Digitised X-ray approach could improve osteoporosis diagnosis

A computerised approach to examining patient bone X-rays for the diagnosis of osteoporosis could side-step the subjectivity associated with visual examination.

Neelesh Kumar of the Central Scientific Instruments Organisation in Chandigarh, India, and colleagues have developed the approach founded on the digitisation of X-ray images and estimation of the bone porosity associated with osteoporosis based on computer algorithm.

According to a statement, X-rays are normally used for the diagnosis of osteoporosis when other more expensive or inconvenient tests such as dual X-ray absorptiometry are precluded.

X-ray examination usually confirms the diagnosis at the severe or late stage of development. However, a computerised system could allow much earlier diagnosis to be made and so give patients the opportunity to be treated more successfully before the disorder becomes a potentially debilitating illness.

The addition of a reference index to the X-ray image is said to be key to the success of the new computerised technique.
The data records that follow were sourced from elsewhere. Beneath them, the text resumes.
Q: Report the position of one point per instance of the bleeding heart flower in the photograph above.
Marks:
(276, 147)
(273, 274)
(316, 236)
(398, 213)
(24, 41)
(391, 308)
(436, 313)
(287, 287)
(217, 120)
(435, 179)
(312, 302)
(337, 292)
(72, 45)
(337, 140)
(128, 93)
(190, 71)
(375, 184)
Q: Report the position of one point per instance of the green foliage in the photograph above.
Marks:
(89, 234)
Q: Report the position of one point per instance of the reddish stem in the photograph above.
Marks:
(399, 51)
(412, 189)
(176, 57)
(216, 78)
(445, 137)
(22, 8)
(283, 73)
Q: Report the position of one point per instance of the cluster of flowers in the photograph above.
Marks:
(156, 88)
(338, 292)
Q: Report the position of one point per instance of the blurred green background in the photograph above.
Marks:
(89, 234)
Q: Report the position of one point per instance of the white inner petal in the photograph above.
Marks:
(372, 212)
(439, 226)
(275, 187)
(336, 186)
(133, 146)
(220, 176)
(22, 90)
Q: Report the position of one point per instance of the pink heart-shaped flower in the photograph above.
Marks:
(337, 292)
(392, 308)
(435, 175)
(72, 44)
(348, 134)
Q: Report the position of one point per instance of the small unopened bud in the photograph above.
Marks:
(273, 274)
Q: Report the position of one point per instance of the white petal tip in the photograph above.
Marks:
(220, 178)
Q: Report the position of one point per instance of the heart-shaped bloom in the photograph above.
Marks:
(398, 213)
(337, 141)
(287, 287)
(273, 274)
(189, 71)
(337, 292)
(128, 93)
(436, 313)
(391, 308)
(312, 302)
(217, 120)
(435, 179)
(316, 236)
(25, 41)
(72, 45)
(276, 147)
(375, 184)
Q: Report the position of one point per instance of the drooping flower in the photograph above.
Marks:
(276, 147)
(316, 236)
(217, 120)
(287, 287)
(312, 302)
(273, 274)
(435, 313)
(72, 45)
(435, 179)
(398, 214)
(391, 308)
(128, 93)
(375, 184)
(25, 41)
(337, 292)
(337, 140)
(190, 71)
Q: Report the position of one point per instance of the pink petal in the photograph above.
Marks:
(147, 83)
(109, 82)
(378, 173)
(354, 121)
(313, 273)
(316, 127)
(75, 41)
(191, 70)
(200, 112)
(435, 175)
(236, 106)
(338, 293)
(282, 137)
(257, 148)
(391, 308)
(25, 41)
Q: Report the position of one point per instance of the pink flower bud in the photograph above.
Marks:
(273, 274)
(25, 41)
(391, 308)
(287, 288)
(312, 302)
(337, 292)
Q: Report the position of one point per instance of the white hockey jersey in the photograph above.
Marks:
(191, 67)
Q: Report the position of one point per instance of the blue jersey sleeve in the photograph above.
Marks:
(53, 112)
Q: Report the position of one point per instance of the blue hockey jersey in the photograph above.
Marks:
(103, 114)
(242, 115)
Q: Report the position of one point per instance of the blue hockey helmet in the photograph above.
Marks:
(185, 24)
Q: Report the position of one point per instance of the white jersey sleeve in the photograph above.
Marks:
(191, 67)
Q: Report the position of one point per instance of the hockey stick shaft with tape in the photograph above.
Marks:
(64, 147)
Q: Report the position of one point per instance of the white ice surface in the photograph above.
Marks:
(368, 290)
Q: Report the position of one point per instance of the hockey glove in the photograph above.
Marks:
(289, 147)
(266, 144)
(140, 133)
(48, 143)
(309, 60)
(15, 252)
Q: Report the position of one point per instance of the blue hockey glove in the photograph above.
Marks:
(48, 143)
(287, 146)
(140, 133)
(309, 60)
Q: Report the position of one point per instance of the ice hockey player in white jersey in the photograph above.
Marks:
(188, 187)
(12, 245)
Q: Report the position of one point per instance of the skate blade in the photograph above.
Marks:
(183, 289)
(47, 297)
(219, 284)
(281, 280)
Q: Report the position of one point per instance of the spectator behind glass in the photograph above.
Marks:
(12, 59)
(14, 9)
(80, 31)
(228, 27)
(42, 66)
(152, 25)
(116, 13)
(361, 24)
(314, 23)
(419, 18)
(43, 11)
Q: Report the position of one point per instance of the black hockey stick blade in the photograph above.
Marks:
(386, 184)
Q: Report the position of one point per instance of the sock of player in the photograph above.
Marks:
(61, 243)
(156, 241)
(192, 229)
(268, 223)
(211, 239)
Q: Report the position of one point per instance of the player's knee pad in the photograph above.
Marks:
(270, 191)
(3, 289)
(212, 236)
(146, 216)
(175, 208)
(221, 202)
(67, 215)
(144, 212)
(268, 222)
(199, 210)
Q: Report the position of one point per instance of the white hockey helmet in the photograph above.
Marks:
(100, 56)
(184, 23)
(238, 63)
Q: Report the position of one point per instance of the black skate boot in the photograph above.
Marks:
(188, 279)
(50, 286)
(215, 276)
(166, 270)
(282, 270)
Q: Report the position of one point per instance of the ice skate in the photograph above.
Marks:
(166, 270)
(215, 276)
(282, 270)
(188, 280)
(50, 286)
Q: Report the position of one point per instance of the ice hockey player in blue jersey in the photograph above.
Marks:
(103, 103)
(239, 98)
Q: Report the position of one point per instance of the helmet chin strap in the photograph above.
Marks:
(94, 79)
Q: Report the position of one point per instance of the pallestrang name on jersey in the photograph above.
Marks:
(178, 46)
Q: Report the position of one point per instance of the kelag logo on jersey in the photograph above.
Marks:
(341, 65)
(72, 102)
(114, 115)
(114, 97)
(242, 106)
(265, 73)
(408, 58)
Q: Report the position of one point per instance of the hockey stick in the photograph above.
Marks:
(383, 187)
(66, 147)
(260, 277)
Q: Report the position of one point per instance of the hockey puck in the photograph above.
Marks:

In conventional methods, the X-ray source quality, the film and its processing quality are possible sources of error, but in the new system these sources are all but removed by the digital index on the film, the team said.

The team has tested the system on 40 elderly Asian patients with known diagnoses. Nine out of 10 of the females had osteoporosis, and the condition was found in almost two thirds of the men.

The team, which claims the error rate is less than two per cent, has begun the compilation of a knowledge base containing validated X-ray images with which the computer algorithm compares new X-rays.

This database can be added to with new verified images once a definitive diagnosis has been made, so the system is expected to improve with use.

‘The new tool is a cost-effective solution as it uses the existing facilities available in hospitals and thus imparts no extra financial burden on healthcare providers or patients for quantitative estimation of osteoporosis,’ the researchers said.

They added that the same computerised diagnosis could be adapted to analyse bone deformity, scoliosis measurement, X-ray cracks and fractures.

A paper detailing the research appears in International Journal of Biomedical Engineering and Technology published in October.